Java, volatile and memory barriers on x86 architecture

Question

This is more of a theoretical question. I'm not sure if all concepts, compiler behaviors, etc. are uptodate and still in use, but I'd like to have confirmation if I'm correctly understanding some concepts I'm trying to learn.

Language is Java.

From what I've understood so far, on X86 architecture, StoreLoad barriers (despite the exact CPU instructions used to implement them) are put after Volatile writes, to make them visible to subsequent Volatile Reads in other threads (since x86 doesn't guarantee that newer reads always see older writes) (reference http://shipilev.net/blog/2014/on-the-fence-with-dependencies/)

Now from here (http://jpbempel.blogspot.it/2013/05/volatile-and-memory-barriers.html) I see that:

public class TestJIT
{
    private volatile static int field1;
    private static int field2;
    private static int field3;
    private static int field4;
    private static int field5;
    private volatile static int field6;

    private static void assign(int i)
    {
        field1 = i << 1; // volatile
        field2 = i << 2;
        field3 = i << 3;
        field4 = i << 4;
        field5 = i << 5;
        field6 = i << 6; // volatile.
    }

    public static void main(String[] args) throws Exception
    {
        for (int i = 0; i < 10000; i++)
        {
            assign(i);
        }
        Thread.sleep(1000);
    }
}

the resulting assembly has the StoreLoad only after field6 assignment, and not after field1 assignment which however is volatile as well.

My questions:

1) Does what I have written so far make sense? Or am I totally misinterpreting something?

2) Why is the compiler omitting a StoreLoad after field1 volatile assignment? Is this an optimization? But has it some drawbacks? For example, another thread kicking in after field1 assignment, might still read an old value for field1 even if it has been actually changed?

Answer 1

1) Does what I have written so far make sense? Or am I totally misinterpreting something?

I think you got everything correct.

2) Why is the compiler omitting a StoreLoad after field1 volatile assignment? Is this an optimization? But has it some drawbacks?

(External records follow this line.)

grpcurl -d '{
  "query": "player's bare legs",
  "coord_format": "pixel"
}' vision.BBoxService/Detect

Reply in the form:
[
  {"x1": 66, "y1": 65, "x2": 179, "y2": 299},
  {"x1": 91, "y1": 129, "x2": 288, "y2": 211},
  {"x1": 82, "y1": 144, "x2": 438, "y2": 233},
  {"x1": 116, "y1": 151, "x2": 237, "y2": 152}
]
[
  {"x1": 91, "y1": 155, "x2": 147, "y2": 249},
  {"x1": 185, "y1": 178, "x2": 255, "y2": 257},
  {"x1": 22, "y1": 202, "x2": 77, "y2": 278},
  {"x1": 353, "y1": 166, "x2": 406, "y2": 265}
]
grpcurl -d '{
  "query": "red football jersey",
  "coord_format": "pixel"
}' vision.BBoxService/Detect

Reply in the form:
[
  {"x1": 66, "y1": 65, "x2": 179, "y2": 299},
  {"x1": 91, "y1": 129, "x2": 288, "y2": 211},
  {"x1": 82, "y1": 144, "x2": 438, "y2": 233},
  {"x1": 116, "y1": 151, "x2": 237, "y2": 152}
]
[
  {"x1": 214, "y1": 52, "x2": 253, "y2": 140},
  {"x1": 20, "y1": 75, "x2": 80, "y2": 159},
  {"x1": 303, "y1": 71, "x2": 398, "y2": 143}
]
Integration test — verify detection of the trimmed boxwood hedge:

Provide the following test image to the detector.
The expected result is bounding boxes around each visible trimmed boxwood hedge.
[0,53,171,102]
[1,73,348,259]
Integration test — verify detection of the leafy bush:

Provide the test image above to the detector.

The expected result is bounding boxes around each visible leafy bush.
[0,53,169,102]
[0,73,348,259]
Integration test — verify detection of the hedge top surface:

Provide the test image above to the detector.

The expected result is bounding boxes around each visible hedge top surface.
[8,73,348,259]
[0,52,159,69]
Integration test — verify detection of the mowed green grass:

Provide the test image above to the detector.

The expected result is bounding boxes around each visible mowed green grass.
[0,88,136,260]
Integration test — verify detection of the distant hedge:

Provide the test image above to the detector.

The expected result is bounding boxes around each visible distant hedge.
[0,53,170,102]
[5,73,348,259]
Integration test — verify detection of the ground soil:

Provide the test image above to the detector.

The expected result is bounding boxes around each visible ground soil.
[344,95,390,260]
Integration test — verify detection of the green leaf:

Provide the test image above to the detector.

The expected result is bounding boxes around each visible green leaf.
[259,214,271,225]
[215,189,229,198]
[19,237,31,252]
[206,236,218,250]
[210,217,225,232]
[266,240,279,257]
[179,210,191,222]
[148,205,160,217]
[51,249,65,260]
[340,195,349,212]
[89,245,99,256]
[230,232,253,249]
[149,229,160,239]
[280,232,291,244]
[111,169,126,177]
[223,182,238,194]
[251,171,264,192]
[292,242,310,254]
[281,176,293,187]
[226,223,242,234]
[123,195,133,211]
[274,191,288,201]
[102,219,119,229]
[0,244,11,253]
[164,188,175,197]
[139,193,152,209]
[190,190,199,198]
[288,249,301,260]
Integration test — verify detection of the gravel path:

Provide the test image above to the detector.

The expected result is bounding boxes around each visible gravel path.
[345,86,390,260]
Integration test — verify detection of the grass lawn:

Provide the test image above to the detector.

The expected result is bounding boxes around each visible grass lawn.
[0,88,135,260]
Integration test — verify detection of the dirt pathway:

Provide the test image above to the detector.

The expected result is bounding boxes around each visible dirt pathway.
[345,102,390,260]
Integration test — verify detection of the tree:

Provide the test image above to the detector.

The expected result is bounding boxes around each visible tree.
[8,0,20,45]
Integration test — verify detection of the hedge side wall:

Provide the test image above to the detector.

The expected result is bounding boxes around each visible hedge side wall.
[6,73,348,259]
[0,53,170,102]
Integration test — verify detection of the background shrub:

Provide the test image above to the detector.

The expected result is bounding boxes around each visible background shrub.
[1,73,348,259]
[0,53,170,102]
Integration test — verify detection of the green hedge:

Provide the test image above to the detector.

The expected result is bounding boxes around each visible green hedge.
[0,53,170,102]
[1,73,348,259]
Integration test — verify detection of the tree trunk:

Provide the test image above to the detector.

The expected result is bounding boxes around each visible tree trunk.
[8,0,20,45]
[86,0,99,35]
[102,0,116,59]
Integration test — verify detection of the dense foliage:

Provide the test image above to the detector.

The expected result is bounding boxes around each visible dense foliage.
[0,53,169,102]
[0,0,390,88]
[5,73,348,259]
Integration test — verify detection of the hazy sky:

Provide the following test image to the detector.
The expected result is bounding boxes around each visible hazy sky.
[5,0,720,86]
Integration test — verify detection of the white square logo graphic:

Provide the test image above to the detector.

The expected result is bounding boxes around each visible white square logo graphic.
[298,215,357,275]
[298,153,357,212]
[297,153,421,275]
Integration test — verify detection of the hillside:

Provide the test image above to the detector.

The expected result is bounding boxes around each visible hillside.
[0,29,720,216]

Yes, it's an optimization, but it's a pretty tricky one to get right.

Doug Lea's JMM Cookbook actually shows an example of the recommended barriers in the case of two consecutive volatile stores, and there are StoreLoads after each one of them there's a StoreStore (x86 no-op) between the two stores and a StoreLoad only after the second one. The Cookbook however notes that the related analysis can be fairly involved.

The compiler should be able to prove that a volatile read cannot occur in the synchronization order between the write to field1 and the write to field6. I'm not sure if that's doable (by the current HotSpot JIT) if TestJIT was changed slightly so that a comparable amount of volatile loads is executed in another thread at the same time.

For example, another thread kicking in after field1 assignment, might still read an old value for field1 even if it has been actually changed?

That should not be allowed to happen, if that volatile load follows the volatile store in the synchronization order. So as mentioned above, I think that the JIT gets away with it, because it doesn't see any volatile loads being done.

Update

Changed the details around the JMM Cookbook example, as kRs pointed out that I've mistook a StoreStore for a StoreLoad. The essence of the answer was not changed at all.